In the real numbers, there is no problem finding the smallest upper bound: it’s the square root of 2 (call it SQ, for short). It’s easy to see that all members of S are smaller than SQ, because their squares are smaller than SQ*SQ, and anything smaller than SQ would have a square smaller than 2 and thus not be an upper bound for S.

This is the real difference between the rationals and the reals, that C1 is false for the former and true for the latter. Thus, the reals are called a complete ordered field, and, in fact, are in a sense the only complete ordered field. If we found another one, we’d find that it’s just the real numbers under a different name. It would have a o, and a 1, and a fifth root of 12, and a pi, etc, etc, and even if they had different names they would act exactly the same way.

Now, C1 depends on the field being ordered, since without that there’s no such thing as an upper bound. That makes C1 useless for asking whether non-ordered fields are complete. There’s another way to define completeness, but we need to develop some machinery for it. The first concept we need is that of a sequence, which is simple enough. It’s an infinite list of members of a field. Here are some examples:

1. 0,0,0,0,0,0,…
2. 1,2,3,4,5,6,…
3. 1,-1,1,-1,1,-1,1,-1,…
4. 1,.1,.01,.001,.0001,…
5. 1,1.4,1.41,1.414,1.4142,…

In each case, it should be clear where the sequence goes after the terms that are shown. One of the obvious question to ask about a sequence is whether it has a limit, that is, gets arbitrarily close to some number as it goes on. We make this precise by saying that

A sequence S has a limit a if and only if for any positive number e, no matter how small, if you go far enough out, all the members of the sequence are no further away from a than e.

Sequences that have a limit are said to converge. Obviously, 2 and 3 don’t converge (infinity is not a number, at least for these purposes.) 1 and 4 converge to 0. And 5? If it’s a sequence of reals, it has the limit SQ. If it’s a sequence of rationals, it has no limit, because there is no rational number equal to SQ. So it does or doesn’t converge, depending.

But it’s unsatisfying to say that sometimes 5 is like 2 and 3, because obviously it has a lot in common with 1 and 4. For one thing, its members get closer and closer together, even if they don’t eventually go somewhere specific. So let’s find a way to make that precise:

A sequence is called a Cauchy (pronounced Coh-she) sequence if and only if for any positive number e, no matter how small, if you go far enough out, all the members of the sequence are no further away from each other than e. That’s very similar to our definition of convergence. The only real difference is that it doesn’t mention a limit.

Obviously, any sequence that converges is Cauchy.
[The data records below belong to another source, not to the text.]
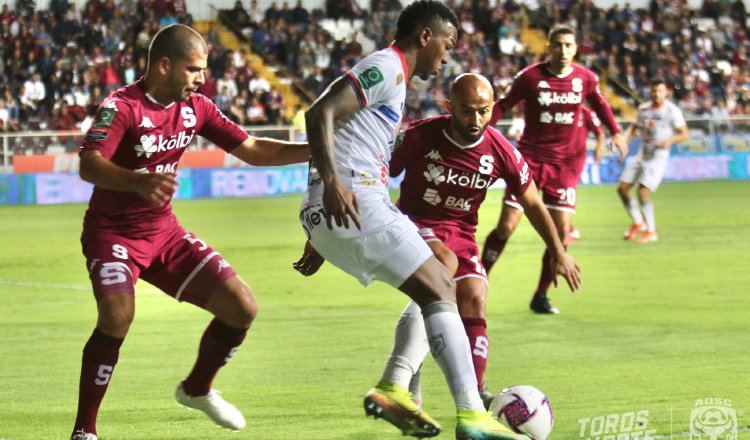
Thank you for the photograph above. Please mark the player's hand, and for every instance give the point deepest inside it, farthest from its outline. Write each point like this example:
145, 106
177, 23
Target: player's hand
340, 203
310, 261
157, 188
568, 268
598, 154
619, 142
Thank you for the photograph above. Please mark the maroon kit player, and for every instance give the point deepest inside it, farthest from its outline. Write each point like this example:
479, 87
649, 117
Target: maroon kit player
130, 232
450, 161
553, 92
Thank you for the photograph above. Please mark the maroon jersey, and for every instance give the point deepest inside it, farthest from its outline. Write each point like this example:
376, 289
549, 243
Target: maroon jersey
589, 123
447, 182
552, 110
137, 133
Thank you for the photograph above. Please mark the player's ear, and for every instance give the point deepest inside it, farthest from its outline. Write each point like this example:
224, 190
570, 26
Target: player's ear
164, 65
425, 35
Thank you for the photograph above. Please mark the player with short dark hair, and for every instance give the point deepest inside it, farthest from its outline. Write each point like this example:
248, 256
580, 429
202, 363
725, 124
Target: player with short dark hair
349, 219
553, 92
130, 154
662, 124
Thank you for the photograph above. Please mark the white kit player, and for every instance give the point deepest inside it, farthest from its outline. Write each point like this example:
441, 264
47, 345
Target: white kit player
662, 124
350, 220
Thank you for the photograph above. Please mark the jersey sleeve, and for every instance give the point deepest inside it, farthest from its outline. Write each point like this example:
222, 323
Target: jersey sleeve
113, 117
678, 119
515, 93
405, 150
375, 79
217, 128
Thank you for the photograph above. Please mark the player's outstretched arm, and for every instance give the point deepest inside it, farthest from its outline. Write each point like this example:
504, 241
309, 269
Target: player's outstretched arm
338, 101
309, 262
154, 187
540, 219
271, 152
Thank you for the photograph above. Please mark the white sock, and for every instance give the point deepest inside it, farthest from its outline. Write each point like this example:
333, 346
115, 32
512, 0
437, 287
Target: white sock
634, 212
648, 213
450, 348
409, 347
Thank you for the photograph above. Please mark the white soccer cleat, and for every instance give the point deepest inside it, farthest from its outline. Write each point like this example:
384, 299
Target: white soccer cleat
219, 410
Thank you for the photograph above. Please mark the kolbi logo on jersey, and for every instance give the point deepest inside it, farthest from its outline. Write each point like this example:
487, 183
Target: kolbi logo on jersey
150, 144
548, 98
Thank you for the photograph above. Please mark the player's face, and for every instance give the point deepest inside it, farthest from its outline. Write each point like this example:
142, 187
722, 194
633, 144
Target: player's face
471, 115
186, 75
562, 48
432, 57
658, 93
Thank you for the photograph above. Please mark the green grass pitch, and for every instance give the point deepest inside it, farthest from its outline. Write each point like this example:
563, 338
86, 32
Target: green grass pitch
655, 327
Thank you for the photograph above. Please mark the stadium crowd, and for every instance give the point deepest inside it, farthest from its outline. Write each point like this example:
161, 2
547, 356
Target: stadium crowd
58, 63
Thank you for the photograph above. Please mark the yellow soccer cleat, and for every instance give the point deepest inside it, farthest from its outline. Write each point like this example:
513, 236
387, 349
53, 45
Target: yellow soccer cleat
394, 404
480, 425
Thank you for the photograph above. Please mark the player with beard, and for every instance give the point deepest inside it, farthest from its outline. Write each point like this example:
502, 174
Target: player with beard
450, 161
553, 93
130, 154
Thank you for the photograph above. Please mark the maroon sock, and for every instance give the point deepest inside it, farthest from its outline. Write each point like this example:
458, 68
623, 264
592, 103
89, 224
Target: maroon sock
218, 345
99, 358
493, 248
476, 330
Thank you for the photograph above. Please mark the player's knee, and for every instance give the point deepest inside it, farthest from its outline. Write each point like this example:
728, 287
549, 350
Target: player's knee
114, 323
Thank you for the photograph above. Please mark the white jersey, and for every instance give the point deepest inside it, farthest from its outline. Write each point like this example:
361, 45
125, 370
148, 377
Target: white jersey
657, 124
365, 139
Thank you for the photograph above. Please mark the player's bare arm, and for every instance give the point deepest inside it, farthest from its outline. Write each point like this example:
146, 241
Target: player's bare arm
542, 222
681, 135
154, 187
271, 152
338, 101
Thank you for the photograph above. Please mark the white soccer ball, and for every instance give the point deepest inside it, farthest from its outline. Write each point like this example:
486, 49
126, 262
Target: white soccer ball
524, 409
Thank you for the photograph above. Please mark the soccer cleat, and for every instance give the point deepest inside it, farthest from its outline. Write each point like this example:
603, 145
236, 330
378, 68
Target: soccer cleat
393, 403
540, 304
218, 409
486, 396
633, 231
648, 237
80, 435
480, 425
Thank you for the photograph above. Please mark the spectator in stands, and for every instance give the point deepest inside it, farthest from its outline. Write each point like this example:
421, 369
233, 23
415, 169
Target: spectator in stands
228, 83
256, 113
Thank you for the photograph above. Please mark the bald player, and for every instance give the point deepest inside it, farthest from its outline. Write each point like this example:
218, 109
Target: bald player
450, 161
130, 154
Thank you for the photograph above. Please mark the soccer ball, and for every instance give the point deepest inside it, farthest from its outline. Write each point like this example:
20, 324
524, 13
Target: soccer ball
524, 409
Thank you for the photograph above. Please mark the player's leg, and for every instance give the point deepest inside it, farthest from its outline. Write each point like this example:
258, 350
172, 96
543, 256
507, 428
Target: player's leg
234, 310
431, 288
192, 271
113, 273
647, 207
540, 302
627, 179
471, 295
495, 242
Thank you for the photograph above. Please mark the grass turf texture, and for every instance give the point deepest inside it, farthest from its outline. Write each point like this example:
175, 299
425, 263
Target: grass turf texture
655, 327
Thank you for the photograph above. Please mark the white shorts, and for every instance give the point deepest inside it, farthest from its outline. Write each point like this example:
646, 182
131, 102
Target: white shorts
387, 249
646, 171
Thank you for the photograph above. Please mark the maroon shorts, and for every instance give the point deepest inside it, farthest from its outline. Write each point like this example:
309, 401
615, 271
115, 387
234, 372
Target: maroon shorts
557, 183
175, 261
462, 242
Choose an e: if you go far enough out, the members are no further away from the limit than e/2, so they’re no further away from each other than e. 2 and 3 aren’t Cauchy, since as far as you go out, there are member of 3 that are 2 units apart and members of 2 that are as far apart as you like. 5 is Cauchy even if it’s a sequence of rationals.

When you think about it, “numbers can get closer and closer together but not go to some limit” is a pretty good definition of a hole. In fact, the alternate definition of completeness we’ve been working towards is:

C1′: All Cauchy sequences converge.

And this applies to all fields, because it doesn’t mention ordering. So we can ask about our other favorite fields.

• The complex numbers are complete. An easy way to see this is that a Cauchy sequence has to be Cauchy in both its real and imaginary parts, so each of them will have a limit, and their sum will be the limit of the sequence as a whole.
• Finite fields are complete, for a pretty silly reason. The only way a sequence of numbers from a finite field can be Cauchy is if it’s eventually constant, repeating the same number over and over like
  • 3,4,1,0,3,3,3,3,3,3,…

  And, in that case, it has a limit: the constant value. Thus finite fields are, trivially, complete.

This completes (so to speak) our survey of fields. Next time, instead of just talking about them, we’ll see how to make one.

UPDATE (since the original version of the Exercise was incorrect)
Exercise: Prove that, in an ordered field, C1 implies C1′.